In this article
There is a question that every organisation should ask before deploying an AI system that handles sensitive data: does the AI see everything first, or does it only see what it should?
The answer to this question defines the security architecture of the entire system. And the difference between the two approaches — post-retrieval filtering and pre-retrieval enforcement — is not a matter of degree. It is a fundamentally different way of thinking about data protection.
The Core Question
When an AI system needs to answer a question using your organisation's documents and data, it must retrieve relevant information. The security question is simple: at what point do you enforce access controls?
- Post-retrieval filtering: The AI searches across all data, retrieves everything potentially relevant, and then filters out anything the user should not see — before showing results.
- Pre-retrieval enforcement: The AI is structurally prevented from searching data the user is not authorised to access. Unauthorised data is never retrieved, never processed, never touched.
Both approaches aim to show the user only the data they are allowed to see. The critical difference is what happens behind the scenes.

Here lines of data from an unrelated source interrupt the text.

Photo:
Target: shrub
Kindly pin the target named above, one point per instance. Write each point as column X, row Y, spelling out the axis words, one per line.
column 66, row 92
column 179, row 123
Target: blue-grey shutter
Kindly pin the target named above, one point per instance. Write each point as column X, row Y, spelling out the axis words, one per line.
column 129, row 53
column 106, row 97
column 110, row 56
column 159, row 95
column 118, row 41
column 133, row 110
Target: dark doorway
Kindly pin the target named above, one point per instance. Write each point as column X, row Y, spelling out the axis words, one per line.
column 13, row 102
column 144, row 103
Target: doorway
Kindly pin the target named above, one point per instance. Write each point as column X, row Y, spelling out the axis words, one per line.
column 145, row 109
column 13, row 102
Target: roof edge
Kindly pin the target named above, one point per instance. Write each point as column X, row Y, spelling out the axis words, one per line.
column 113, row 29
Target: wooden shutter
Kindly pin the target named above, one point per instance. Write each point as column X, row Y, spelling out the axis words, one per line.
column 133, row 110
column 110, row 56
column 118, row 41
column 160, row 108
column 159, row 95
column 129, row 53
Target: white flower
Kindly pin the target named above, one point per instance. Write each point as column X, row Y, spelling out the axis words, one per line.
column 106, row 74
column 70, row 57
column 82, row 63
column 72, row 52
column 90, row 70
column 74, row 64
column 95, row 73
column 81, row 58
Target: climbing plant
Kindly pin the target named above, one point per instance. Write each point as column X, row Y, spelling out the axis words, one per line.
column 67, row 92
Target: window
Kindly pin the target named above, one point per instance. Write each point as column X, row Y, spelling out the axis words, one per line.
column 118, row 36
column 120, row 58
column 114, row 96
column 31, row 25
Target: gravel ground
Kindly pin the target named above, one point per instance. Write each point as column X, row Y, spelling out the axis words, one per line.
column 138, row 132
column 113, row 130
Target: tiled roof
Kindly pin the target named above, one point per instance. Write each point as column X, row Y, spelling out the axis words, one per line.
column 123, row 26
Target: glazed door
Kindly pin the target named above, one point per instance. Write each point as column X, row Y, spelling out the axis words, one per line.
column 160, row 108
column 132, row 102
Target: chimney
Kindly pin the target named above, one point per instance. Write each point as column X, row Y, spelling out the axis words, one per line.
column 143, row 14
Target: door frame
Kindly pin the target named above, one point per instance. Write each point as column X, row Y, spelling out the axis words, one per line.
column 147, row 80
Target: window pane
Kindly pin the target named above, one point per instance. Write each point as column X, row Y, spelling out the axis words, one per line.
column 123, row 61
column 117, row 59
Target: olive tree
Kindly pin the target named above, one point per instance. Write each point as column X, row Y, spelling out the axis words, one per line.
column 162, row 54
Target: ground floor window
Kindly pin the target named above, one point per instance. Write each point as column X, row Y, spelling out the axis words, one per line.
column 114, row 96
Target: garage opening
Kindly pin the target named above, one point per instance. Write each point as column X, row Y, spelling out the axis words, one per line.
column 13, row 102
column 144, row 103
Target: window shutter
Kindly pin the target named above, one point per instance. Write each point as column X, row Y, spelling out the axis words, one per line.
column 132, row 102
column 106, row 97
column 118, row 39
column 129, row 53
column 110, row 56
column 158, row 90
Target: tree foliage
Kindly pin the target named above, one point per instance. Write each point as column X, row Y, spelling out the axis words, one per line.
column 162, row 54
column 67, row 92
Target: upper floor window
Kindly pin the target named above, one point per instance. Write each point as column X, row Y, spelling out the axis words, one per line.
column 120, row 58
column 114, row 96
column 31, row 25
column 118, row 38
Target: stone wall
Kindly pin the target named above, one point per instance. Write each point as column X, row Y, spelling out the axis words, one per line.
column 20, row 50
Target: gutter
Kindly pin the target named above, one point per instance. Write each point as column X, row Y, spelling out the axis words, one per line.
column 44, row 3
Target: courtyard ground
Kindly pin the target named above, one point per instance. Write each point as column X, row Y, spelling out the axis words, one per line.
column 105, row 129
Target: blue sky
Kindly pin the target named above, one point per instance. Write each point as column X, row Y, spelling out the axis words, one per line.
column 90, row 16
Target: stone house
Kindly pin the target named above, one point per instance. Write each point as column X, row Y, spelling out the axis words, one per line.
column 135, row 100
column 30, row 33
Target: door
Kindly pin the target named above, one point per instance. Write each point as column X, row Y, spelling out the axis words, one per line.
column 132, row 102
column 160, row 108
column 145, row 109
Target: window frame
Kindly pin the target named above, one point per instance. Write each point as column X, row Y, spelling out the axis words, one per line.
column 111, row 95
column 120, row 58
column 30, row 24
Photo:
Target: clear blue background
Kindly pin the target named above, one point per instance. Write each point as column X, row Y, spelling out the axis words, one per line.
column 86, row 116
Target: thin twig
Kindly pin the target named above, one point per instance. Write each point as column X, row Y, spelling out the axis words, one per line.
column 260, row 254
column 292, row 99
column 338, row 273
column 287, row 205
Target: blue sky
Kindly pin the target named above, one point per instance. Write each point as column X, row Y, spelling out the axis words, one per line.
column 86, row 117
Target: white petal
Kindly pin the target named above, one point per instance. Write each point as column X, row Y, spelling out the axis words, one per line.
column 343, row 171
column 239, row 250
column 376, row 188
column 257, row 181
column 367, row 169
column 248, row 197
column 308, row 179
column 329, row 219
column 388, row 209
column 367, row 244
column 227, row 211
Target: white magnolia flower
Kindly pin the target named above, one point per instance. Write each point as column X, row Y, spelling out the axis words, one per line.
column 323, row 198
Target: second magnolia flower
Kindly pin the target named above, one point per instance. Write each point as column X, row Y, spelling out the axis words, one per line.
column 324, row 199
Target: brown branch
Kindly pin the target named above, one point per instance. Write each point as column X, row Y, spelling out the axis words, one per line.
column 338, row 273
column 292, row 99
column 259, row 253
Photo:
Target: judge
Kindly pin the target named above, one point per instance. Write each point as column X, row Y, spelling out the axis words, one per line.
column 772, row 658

How Post-Retrieval Filtering Works
Post-retrieval filtering is the most common approach in AI platforms today. It is used by most enterprise AI tools, most RAG (Retrieval Augmented Generation) frameworks, and most AI assistants that connect to company data.
The process works like this:
- A user asks the AI a question.
- The AI searches across all available data — every document, every file, every database it has access to.

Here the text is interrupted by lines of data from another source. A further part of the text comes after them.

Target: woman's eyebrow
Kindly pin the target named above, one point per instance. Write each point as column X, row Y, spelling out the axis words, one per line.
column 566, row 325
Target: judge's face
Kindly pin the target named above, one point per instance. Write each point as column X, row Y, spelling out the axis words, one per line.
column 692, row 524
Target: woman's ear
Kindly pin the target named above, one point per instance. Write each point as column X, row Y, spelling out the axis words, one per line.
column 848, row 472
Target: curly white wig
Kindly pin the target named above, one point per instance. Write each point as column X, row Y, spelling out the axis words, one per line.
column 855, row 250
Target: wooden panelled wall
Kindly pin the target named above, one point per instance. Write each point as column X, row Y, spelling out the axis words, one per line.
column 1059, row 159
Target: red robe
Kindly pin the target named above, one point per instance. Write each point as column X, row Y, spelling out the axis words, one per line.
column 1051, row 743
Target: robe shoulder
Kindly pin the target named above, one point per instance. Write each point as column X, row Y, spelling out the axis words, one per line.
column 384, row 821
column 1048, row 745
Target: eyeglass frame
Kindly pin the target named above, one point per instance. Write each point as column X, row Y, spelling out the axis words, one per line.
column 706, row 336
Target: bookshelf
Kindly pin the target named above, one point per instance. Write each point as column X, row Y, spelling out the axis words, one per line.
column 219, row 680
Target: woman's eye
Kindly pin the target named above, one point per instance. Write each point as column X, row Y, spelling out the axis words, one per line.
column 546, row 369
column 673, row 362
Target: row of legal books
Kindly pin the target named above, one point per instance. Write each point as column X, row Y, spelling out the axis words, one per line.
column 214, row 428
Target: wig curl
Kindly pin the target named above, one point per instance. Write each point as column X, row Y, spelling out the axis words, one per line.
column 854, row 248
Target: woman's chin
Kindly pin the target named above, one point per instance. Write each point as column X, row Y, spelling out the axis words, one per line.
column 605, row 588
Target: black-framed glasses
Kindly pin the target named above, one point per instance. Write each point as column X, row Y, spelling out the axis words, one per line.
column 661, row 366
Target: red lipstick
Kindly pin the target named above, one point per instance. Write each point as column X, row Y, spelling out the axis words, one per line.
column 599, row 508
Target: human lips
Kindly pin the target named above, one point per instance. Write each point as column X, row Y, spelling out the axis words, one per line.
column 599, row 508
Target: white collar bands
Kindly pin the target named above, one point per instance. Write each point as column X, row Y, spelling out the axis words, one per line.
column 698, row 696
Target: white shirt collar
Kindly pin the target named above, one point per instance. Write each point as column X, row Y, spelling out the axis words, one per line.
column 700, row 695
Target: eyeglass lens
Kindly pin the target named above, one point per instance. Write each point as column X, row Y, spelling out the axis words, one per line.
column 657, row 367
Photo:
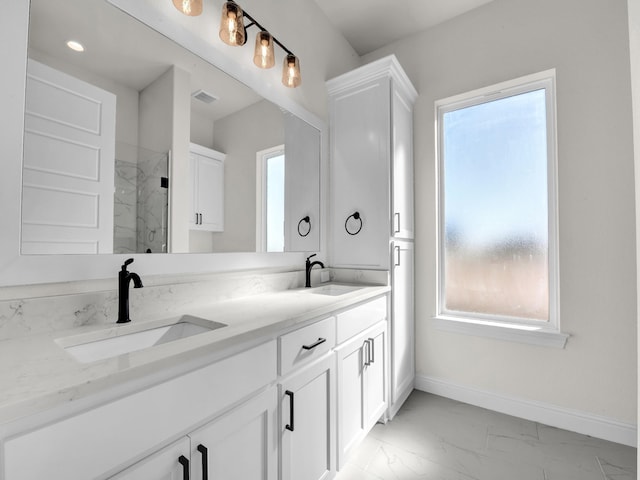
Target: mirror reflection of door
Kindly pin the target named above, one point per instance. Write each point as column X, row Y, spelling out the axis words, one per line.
column 271, row 221
column 69, row 150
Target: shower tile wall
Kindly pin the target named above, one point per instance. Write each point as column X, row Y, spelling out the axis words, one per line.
column 140, row 209
column 125, row 211
column 152, row 202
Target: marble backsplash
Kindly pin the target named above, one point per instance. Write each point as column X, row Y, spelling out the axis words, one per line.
column 160, row 298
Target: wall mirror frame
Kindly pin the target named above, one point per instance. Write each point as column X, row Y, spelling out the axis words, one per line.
column 17, row 269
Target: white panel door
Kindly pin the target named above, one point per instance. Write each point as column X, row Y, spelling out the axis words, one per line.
column 402, row 321
column 241, row 444
column 402, row 171
column 69, row 163
column 207, row 189
column 211, row 194
column 360, row 154
column 169, row 463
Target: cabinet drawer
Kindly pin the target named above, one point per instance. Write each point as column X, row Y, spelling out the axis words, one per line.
column 354, row 321
column 306, row 344
column 103, row 440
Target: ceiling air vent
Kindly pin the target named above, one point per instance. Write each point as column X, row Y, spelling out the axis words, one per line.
column 203, row 96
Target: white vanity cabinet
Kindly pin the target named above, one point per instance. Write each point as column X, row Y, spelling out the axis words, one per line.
column 371, row 122
column 361, row 375
column 118, row 434
column 307, row 402
column 238, row 445
column 307, row 412
column 170, row 463
column 206, row 170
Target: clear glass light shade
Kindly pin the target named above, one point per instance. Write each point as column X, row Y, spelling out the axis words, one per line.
column 189, row 7
column 291, row 72
column 264, row 56
column 232, row 25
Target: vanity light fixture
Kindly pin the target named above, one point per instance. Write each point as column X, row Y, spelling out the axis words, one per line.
column 75, row 46
column 233, row 32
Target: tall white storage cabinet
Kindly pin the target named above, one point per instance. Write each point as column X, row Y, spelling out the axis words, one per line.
column 206, row 169
column 371, row 134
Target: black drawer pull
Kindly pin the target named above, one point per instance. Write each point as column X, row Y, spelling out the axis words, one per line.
column 314, row 345
column 289, row 426
column 373, row 351
column 205, row 461
column 184, row 461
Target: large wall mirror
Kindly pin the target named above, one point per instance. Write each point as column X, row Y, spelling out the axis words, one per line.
column 104, row 129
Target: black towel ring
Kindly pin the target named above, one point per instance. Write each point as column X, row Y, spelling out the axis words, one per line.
column 304, row 219
column 356, row 216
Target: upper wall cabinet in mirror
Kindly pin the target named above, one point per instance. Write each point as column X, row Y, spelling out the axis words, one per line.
column 133, row 144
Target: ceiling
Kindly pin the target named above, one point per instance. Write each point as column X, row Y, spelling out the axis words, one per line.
column 370, row 24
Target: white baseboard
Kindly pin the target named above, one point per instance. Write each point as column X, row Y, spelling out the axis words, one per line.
column 572, row 420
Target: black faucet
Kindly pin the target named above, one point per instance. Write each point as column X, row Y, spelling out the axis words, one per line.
column 124, row 277
column 309, row 266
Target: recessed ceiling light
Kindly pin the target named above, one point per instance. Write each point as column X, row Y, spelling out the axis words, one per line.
column 76, row 46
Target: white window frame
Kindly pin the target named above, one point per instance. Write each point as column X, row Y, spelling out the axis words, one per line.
column 507, row 328
column 261, row 190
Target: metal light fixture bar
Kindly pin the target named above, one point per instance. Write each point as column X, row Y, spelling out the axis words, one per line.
column 255, row 22
column 233, row 32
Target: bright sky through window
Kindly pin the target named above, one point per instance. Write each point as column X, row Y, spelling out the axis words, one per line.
column 495, row 207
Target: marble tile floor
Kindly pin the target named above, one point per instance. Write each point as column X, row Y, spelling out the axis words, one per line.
column 435, row 438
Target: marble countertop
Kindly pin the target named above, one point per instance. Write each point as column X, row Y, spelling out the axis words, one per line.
column 37, row 374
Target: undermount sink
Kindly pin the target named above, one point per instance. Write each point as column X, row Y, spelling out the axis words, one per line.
column 333, row 289
column 89, row 348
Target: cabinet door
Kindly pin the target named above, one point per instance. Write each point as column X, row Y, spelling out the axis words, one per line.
column 402, row 323
column 194, row 219
column 239, row 445
column 402, row 167
column 162, row 465
column 211, row 194
column 376, row 391
column 351, row 396
column 362, row 387
column 307, row 414
column 360, row 169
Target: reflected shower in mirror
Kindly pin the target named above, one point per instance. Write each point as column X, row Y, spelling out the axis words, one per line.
column 105, row 127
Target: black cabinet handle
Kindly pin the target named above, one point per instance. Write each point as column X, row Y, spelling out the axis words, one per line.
column 314, row 345
column 373, row 350
column 366, row 353
column 289, row 426
column 205, row 461
column 184, row 461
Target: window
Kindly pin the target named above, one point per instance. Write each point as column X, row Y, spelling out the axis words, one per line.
column 497, row 205
column 270, row 198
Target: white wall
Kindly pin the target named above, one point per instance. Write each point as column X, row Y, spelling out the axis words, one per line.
column 240, row 136
column 587, row 42
column 634, row 46
column 300, row 24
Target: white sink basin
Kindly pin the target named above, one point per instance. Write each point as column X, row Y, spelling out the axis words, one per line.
column 88, row 348
column 333, row 289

- The system retrieves a set of relevant results.
- A filtering layer checks each result against the user's access permissions.
- Results the user should not see are removed.
- The remaining results are shown to the user.
On the surface, this looks secure. The user only sees what they are allowed to see. But look at steps 2 and 3 again. The AI has already searched through and processed data that the user is not authorised to access. The data has been retrieved into memory. It has been analysed for relevance. It has been processed by the AI model.
The filtering happens after the fact. The data has already been seen by the system.
How Pre-Retrieval Enforcement Works
Pre-retrieval enforcement takes a different approach entirely. Instead of searching everything and filtering afterwards, the system restricts the search space before any retrieval begins.
The process works like this:
- A user asks the AI a question.
- The system checks the user's access permissions and determines which data sources they are authorised to access.
- The AI searches only within the authorised data.
- Results are verified against permissions a second time before being shown.
- The user sees the results.
At no point does the AI search, retrieve, or process data that the user is not authorised to access. The unauthorised data is not filtered out — it is never reached in the first place.
This is the approach used by Other Me's patent-pending SCRS (Secure Context Retrieval System, UK Patent Application No. 2602911.6). The Dual-Gate architecture enforces this in two stages:
- Gate 1 — Block Before Search: Before the AI begins any retrieval, the system scopes the search to only include data sources the user is permitted to access. Unauthorised data is excluded from the search entirely.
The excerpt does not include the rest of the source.